The inside of the house was an echo of the outside, only worse. Everything -- papers, clothing, drawers -- was scattered on the floor. Could Virgil really be such a slob? I was starting to move to another window, when I felt a tap on my shoulder. I must've jumped a foot.
"Who are you?" the man demanded.
He had a thick neck and a button-down collar and hair that stayed put, even in the wind. I guessed he was the neighbor, the one with the Bambi's on the lawn.
"My name's Ben Nichols. I'm a friend of the family. I needed to get hold of Virgil, and he didn't answer his phone." Just then, a fat cane of Virgil's vine swung out and swatted me on the face. "Damn this thing!" I cried. "It ought to be arrested!"
"Funny you should say that."
"What do you mean?"
"You haven't heard? Virgil was taken to jail day before yesterday. It was really something -- they handcuffed him and everything. The whole neighborhood saw it. And then today, there was a report in the local paper..." He stopped and looked at me suspiciously. "You say you're a friend?"
"Well, get this." The neighbor's eyes glimmered. "Child molesting! Yes. Your friend Virgil Cooper, the nicest guy on the block.
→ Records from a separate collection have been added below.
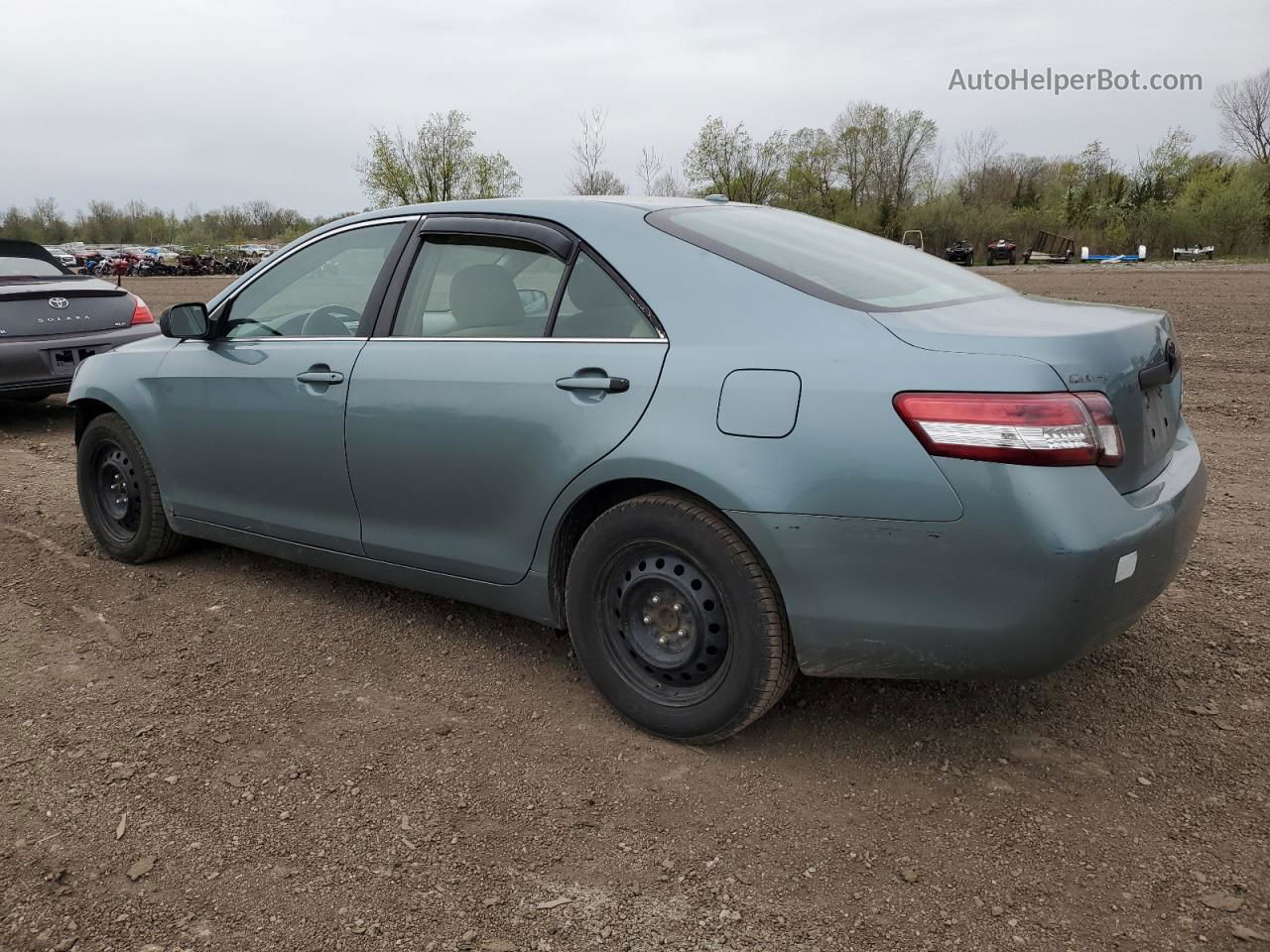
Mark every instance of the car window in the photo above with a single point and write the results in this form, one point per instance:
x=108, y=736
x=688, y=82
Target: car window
x=826, y=261
x=320, y=291
x=595, y=306
x=479, y=287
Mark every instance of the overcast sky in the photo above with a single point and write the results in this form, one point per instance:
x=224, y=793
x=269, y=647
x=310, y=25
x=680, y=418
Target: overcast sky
x=182, y=103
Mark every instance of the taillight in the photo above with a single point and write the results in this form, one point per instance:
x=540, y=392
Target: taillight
x=140, y=312
x=1035, y=429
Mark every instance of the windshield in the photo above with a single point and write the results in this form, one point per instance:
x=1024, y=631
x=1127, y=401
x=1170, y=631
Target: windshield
x=28, y=268
x=826, y=261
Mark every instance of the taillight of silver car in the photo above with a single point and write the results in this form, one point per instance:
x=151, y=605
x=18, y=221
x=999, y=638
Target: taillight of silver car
x=1035, y=429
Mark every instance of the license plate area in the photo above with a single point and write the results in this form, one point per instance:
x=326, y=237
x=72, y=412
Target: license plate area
x=1160, y=421
x=63, y=361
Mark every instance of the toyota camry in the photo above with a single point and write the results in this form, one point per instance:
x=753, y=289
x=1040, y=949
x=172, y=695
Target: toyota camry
x=719, y=443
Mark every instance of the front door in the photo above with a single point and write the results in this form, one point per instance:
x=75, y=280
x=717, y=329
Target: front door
x=254, y=435
x=492, y=391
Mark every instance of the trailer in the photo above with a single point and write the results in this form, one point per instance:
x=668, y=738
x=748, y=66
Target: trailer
x=1194, y=253
x=913, y=239
x=1114, y=259
x=1052, y=248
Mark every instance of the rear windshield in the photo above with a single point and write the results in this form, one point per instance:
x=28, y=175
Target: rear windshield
x=28, y=268
x=826, y=261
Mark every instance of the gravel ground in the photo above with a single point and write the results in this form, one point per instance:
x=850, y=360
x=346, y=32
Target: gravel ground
x=229, y=752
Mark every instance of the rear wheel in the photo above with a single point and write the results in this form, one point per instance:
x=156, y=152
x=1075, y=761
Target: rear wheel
x=119, y=494
x=676, y=620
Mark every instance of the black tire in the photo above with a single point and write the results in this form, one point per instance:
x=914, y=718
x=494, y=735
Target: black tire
x=708, y=658
x=119, y=494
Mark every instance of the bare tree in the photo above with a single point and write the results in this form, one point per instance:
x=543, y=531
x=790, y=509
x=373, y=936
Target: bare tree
x=861, y=132
x=912, y=139
x=728, y=160
x=490, y=177
x=649, y=168
x=439, y=163
x=815, y=172
x=1245, y=108
x=978, y=153
x=588, y=176
x=668, y=185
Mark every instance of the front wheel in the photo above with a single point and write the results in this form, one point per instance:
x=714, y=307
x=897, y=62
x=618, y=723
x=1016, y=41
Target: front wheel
x=119, y=494
x=676, y=620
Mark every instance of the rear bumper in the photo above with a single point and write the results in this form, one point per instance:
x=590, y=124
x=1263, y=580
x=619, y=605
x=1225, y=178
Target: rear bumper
x=46, y=365
x=1024, y=583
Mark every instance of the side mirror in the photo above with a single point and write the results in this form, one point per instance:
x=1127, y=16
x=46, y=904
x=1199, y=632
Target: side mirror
x=185, y=321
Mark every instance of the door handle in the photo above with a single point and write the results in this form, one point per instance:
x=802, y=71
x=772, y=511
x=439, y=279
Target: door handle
x=608, y=385
x=320, y=377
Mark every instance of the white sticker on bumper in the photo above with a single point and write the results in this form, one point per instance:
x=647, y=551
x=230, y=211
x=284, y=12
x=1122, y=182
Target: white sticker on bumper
x=1127, y=566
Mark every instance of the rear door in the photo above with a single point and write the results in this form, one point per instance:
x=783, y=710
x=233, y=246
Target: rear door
x=512, y=361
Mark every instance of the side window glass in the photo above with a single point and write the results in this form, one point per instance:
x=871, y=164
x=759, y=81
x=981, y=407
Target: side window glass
x=318, y=291
x=477, y=287
x=595, y=306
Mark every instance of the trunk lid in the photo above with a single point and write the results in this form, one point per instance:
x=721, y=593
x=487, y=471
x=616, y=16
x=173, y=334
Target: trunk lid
x=1125, y=353
x=36, y=308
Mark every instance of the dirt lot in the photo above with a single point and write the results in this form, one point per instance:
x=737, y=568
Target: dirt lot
x=229, y=752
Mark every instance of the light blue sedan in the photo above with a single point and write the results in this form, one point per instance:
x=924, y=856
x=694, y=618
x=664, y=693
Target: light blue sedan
x=719, y=443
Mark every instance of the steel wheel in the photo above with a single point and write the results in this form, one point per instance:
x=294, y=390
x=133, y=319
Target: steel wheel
x=119, y=495
x=675, y=619
x=667, y=627
x=117, y=492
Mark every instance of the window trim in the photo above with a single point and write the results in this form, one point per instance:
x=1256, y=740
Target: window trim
x=395, y=293
x=222, y=312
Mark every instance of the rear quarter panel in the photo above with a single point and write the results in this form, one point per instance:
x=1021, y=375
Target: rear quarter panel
x=848, y=453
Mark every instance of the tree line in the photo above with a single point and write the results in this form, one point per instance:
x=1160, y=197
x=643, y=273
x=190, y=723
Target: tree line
x=140, y=223
x=873, y=167
x=887, y=171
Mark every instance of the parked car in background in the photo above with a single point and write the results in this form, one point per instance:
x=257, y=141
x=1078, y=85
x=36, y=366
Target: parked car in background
x=960, y=253
x=716, y=442
x=53, y=320
x=64, y=258
x=1002, y=250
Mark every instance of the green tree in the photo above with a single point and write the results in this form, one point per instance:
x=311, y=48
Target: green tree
x=437, y=164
Of course, his house is a blight on the neighborhood, but I'm concerned for him, you know? It's hard to believe."
"If you're so concerned, why didn't you feed his cat?"
"What?" "You heard me. Feed his fucking cat!" I shouted back at him, as I walked away.


I didn't like it. I'll admit I'd been quick to dismiss seed savers, but I'd never have pegged them as child molesters. And was it just a coincidence that Virgil had been robbed? Because that's what it looked like inside that room. Ok, it could've been a lucky strike by two-bit punks, or even a neighbor taking advantage of a sure thing while Virgil was in jail. If you'd asked me two days earlier, I'd have left it at that, but now I had to face the possibility that somewhere in that house -- in the pantry, in the garage, maybe in the basement -- lay a pile of empty pickle jars. Or jelly jars. Or mayonnaise jars. Jars, you know? The kind you buy at the store and you come home and eat the insides of and you throw them away? That there were people out there who washed their jars carefully after their use and stored seed in them and believed they were doing the right thing, and that those people were linked to a club, and that one of them had disappeared, another turned incommunicado and a third dragged off to jail, all in less than a week, well, that was a bit much.
I made straight for Erna Newberry's house, with one foot on the pedal and one eye on the rear view mirror.
I had to drive clear back to Upland, at the base of Mt. Baldy again, plus I had to gas up, too, so it was nearly 4 p.m. when I finally got to the street where she lived.
I read the numbers. 24912. 24918. 24930. And then my gut did a double twist.
Maybe it was the coffee, maybe it was the tomato juice, but the real kicker was a couple of cop cars and a small crowd clustered in front of a house up ahead.
I closed in on the scene, slowing just enough to check the address.
Sure enough, it was 24970 Colorado. Erna Newberry's house.
I kept on going. The last thing I wanted was to be questioned by the cops. But I was in luck. One block ahead was a UPS truck, and a UPS man with answers.
"What's going on back there?" I asked him, sticking my head out the window.
"A lady was murdered! Mrs. Newberry -- did you know her?"
"Erna? Sweet Jesus! How did it happen?"
"I don't know. The police kept us away, but one of the neighbors said there was a robbery. Maybe she surprised the burglars." The UPS man shook his head in disbelief. "I've been delivering packages to her for nearly five years now. She ordered iris from all over the country. I wonder who'll take care of them now? She had..."
The UPS man went on about Erna's iris collection. I nodded blankly to keep up my end of the conversation, but I wasn't listening.
I needed a drink, and why stop at one?